In 2005, for example, British billionaire Philip Green flew 200 guests to the South of France for his son’s bar mitzvah weekend and imported Beyoncé and Italian star Andrea Bocelli to entertain. The price tag for the event was said to be a cool $7.5 million.

The same year, another wealthy Wall Street operator, David Brooks, spent an amazing $10 million dollars on his daughter’s celebration with performances by Aerosmith, 50 Cent, Tom Petty, Don Henley and Kenny G. Each one of the guests received a gift bag worth over $1,000.

In “Keeping Up with the Steins,” the race to produce ever more lavish weekend celebrations like the cruise ship extravaganza, ends with another young bar mitzvah boy putting his foot down and opting for a simple backyard celebration.
It proves to be more meaningful than the lavishly themed party his parents had originally designed. But that sort of serious change, least of all motivated by the central figure of the bar mitzvah event, is a rarity.

Rabbi Jeffrey Salkin, a former Atlanta community educator and congregational rabbi now in Florida, has been a critical observer of all the ups and downs of the modern b’nai mitzvah parties. He described them as being the product of a thriving, but spiritually challenged industry.

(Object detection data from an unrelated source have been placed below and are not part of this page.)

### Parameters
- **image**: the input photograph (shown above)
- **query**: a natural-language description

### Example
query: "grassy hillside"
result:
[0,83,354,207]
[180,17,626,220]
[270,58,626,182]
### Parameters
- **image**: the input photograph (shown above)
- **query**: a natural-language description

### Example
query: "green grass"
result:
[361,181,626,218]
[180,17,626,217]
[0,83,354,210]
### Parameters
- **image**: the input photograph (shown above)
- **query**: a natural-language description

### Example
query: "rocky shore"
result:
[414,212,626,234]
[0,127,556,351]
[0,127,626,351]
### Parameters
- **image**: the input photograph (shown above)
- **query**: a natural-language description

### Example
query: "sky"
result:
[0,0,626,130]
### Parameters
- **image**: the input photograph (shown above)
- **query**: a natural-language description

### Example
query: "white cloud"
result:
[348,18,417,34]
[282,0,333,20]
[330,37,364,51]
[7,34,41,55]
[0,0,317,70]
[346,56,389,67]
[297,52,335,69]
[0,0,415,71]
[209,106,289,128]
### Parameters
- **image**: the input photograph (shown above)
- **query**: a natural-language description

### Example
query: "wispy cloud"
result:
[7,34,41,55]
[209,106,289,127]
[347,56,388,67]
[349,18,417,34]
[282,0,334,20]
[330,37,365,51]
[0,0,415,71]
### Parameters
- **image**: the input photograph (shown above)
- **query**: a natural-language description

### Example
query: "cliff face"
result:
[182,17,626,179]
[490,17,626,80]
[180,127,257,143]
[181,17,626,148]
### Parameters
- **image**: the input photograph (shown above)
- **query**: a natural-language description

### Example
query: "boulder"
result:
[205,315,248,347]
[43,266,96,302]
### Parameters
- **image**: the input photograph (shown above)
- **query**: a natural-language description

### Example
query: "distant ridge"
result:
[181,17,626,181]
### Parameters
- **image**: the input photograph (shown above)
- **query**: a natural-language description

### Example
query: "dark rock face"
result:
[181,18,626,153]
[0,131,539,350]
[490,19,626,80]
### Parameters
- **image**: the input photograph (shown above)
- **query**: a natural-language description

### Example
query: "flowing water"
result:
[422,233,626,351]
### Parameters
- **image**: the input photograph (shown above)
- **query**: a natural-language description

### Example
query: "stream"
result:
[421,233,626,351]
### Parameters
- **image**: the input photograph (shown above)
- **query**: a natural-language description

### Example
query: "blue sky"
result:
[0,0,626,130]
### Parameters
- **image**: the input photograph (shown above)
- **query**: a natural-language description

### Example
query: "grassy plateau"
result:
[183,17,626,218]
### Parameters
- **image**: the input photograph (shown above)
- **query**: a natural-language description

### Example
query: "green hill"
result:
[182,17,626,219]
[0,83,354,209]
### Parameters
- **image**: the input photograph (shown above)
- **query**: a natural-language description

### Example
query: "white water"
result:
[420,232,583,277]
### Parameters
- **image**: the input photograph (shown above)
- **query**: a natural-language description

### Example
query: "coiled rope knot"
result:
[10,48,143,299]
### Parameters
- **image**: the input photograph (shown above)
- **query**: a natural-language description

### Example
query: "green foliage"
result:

“We are witnessing the radical separation of bar mitzvah and bat mitzvah from Judaism and the Jewish community. So many people believe they can celebrate their children’s ritual outside the circle of Jewish communal life and synagogue life.”

In his perennial, award winning best-seller, “Putting God on the Guest List,” Salkin maintained that the key to better family celebrations is for families, as a unit, to become more spiritually engaged in the bar or bat mitzvah they are planning.

“Keeping Up with the Steins” satirizes over-the-top bar mitzvah celebrations.

“Parents need to own their own values,” he emphasized. “They need to be able to say not only what can we afford, but what do we believe. … What Jewish values do we want our child to absorb as part of his or her maturation process?”
Salkin’s concern is echoed by the Union of Reform Judaism.

Several years ago, the movement launched what it describes as its “b’nai mitzvah revolution,” which seeks, among other practices, to foster closer ties with families so each member is more engaged in Jewish learning and practice.

One of the stated goals of the program is “to support children and their families by focusing on the social, emotional and spiritual changes and milestones that accompany adolescence.”

A recently published book, “The Relational Judaism Handbook” is by a trio of liberal rabbis, including Rabbi Lydia Medwin, director of congregational engagement and outreach at The Temple in Atlanta. It seeks to encourage what Medwin describes as a richer connection at all levels of the Jewish community.

“We wrote this book,” she points out, “so you, too, could be inspired to work toward a Jewish community centered on deepened relationships that make life more meaningful.”

But infusing the b’nai mitzvah celebration with greater spirituality is seen by many as an uphill battle. Often the religious ceremony and the fun-filled weekend that follows, spells the end of the spiritual development process for many young people.

Often there is too much competition with school-based extracurricular activities for temples and synagogues to retain young teens and even their family in the religious life of the community. Salkin, who lectures frequently around the country, has witnessed the effects of this fierce competition.

“The plague of post-b’nai mitzvah drop out has continued unabated,” he said. “In some communities, it is close to 100 percent.”

Despite all that organized Judaism is or is not doing, Salkin is sure where the ultimate responsibility lies. “Ninety percent of the blame is with the parents,” he said.

“Many parents, unfortunately, take the path of least resistence. They replicate the ambivalence and indifference that they experienced when they were kids.”